I’ve heard the story too many times of people who go to therapy to fix a problem and they walk out with a bigger one.
The therapist wants to hear what’s going on so the couple obliges by starting a fight! Right there in front of the therapist. The therapist feels split at this moment. He wants to understand what’s happening, so he listens to the fight and doesn’t stop it.
But a part of him knows this can’t be helpful, so he tells the couple that he’d really like to help them to not fight any more. But he still does not know how to get the information he needs without hearing them interact. So the next visit is more of the same. Until the couple quits therapy.
What’s missing in this scenario is nobody is listening to each other. Once you deteriorate into fighting, you lose respect, and of course, there is no conversation happening.
Everyone is going on adrenalin: There is a deep feeling of being not listened to, not heard.
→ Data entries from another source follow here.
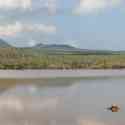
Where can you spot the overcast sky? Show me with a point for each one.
(88, 24)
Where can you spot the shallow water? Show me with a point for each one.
(81, 101)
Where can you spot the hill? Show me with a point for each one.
(4, 44)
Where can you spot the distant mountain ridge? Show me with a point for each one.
(4, 44)
(59, 49)
(54, 46)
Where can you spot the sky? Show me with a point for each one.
(87, 24)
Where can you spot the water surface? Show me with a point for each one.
(62, 101)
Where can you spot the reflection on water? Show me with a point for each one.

And this is extremely painful, So everyone starts getting more hurt and more angry at each other, shouting their point in a desperate grab to get listened to.
But since both people are doing it, no one is listening.
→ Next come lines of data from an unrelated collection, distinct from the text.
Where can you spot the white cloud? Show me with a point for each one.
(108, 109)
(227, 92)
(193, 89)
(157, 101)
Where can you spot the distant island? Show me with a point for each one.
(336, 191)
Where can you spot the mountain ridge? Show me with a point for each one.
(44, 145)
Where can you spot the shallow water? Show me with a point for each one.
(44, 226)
Any coaching or therapy situation that is based on “hearing how people really are” is bound to fail because it always degenerates into this.
Any coaching or therapy program that is based on hearing people talk before teaching them to listen is bound to fail, too.
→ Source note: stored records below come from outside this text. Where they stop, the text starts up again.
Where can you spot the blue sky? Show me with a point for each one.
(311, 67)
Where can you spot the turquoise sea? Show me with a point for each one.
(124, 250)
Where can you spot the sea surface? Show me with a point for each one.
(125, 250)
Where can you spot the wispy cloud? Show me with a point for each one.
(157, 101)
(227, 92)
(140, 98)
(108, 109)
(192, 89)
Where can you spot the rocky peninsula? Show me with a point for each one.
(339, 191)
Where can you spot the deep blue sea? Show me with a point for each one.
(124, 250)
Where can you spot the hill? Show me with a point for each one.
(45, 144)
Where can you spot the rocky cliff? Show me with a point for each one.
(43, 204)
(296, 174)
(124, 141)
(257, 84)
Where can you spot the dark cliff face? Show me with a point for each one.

And there’s another thing: There are DIY coaching programs out there that expect everyone to stop fighting and start having fun. This is theoretically a great idea except for one problem: No one STILL gets heard. Okay, they have date night; they have fun. That’s very nice.
But real relationships are based on more than that. Real relationships have got to have real conversations. Real relationships have got to be based on intimacy. And intimacy is based on listening.
Sharing your deepest, scariest self. And someone listening.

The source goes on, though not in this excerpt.